Provavelmente já era cultivado pelos povos da Mesopotâmia cerca de 9 mil anos atrás. No Reino Unido, existem registros de utilização de espelta em 2000 antes de cristo, e logo depois, ficou conhecido pelas tropas romanas – reza a lenda que os guerreiros de onde hoje conhecemos como Alemanha comiam esses grãos antes de irem para as batalhas, e os romanos gostaram tanto da idéia que incorporaram o grão na sua dieta. Na Itália o espelta até hoje é conhecido como faro, e durante as batalhas, os romanos faziam um pão de fermentação natural – obviamente – a partir de farinha de espelta, azeite de oliva, sal, água e mel.
Com as imigrações européias para as Américas, o espelta também atravessou o continente. Em 1910 já havia, mais de 600 mil acres desperta plantados nos Estados Unidos. Entretanto, com a “modernização” da agricultura e a hibridização e modificações genéticas do trigo no mundo inteiro, os grãos antigos como o espelta perderam lugar na dieta, substituídos por variedades comerciais mais aceitas por sua produção, facilidade de colheita e características próprias para panificação. O trigo moderno, por exemplo, foi selecionado pra perder a casca já na hora da colheita, embora a casca do trigo seja essencial para germinação, para preservação de nutrientes, frescor e proteção contra insetos, doenças ( o que diminui drasticamente a utilização de pesticidas ).
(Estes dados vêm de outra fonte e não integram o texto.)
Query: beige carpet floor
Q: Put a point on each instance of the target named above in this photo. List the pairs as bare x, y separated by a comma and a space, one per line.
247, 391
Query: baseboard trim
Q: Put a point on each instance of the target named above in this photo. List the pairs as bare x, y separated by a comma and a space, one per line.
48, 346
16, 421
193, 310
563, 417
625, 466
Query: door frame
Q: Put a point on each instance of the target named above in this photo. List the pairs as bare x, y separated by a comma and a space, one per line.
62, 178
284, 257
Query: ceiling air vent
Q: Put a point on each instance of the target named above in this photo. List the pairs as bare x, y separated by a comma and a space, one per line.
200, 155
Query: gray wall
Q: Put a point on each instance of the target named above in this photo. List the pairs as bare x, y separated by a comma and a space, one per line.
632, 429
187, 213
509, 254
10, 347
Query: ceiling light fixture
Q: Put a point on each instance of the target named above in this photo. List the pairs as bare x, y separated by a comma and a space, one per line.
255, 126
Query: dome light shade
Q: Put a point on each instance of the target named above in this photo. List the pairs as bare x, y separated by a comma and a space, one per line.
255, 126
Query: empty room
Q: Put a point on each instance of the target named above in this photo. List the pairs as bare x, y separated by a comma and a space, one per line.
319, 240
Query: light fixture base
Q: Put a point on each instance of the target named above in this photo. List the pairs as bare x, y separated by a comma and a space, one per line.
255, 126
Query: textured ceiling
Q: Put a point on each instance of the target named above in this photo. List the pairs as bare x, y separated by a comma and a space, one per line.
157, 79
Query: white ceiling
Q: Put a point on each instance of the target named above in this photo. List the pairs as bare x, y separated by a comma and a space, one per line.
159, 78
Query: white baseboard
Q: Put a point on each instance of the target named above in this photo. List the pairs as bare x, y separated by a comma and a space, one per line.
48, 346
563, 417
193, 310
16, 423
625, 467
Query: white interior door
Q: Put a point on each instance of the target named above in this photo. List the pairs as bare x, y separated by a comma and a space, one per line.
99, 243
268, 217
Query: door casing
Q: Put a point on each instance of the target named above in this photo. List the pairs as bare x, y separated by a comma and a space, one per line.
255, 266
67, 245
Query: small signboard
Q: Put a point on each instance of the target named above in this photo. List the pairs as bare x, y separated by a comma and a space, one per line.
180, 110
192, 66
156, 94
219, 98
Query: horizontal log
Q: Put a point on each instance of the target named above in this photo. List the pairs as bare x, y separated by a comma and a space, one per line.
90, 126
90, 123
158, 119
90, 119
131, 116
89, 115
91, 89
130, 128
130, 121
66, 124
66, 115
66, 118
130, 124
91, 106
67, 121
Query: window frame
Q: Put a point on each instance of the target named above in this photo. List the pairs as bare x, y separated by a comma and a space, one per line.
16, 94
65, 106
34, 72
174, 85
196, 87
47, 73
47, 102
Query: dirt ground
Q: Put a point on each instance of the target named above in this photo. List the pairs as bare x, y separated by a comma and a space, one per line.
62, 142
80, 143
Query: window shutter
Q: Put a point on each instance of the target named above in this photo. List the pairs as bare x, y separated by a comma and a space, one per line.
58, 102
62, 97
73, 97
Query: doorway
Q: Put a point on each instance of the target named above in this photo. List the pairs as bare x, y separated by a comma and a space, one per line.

O espelta tem cerca de 50% a mais de proteína que os trigos comuns, embora seja bastante tolerado por pessoas alérgicas a trigo. Pudera, não é trigo, nem trigo “moderno”, embora não seja “sem glúten”, como alguns acreditam. Ele contém glúten sim, mas o interessante é que a maioria das pessoas que tem restrições a trigo não tem restrições específicas ao glúten – com exceção dos celiacos, claro – mas sim, uma intolerância ou alergia ao trigo em si, especialmente as variedades chamadas modernas ou comuns. A estrutura do glúten no espelta é mais “digesta” aparentemente que as estruturas do glúten do trigo moderno, e também mais solúvel em água.
O espelta tem alta concentração de fibras – o que faz até o próprio glúten ser digerido mais facilmente – e ajuda o colesterol a se manter equilibrado.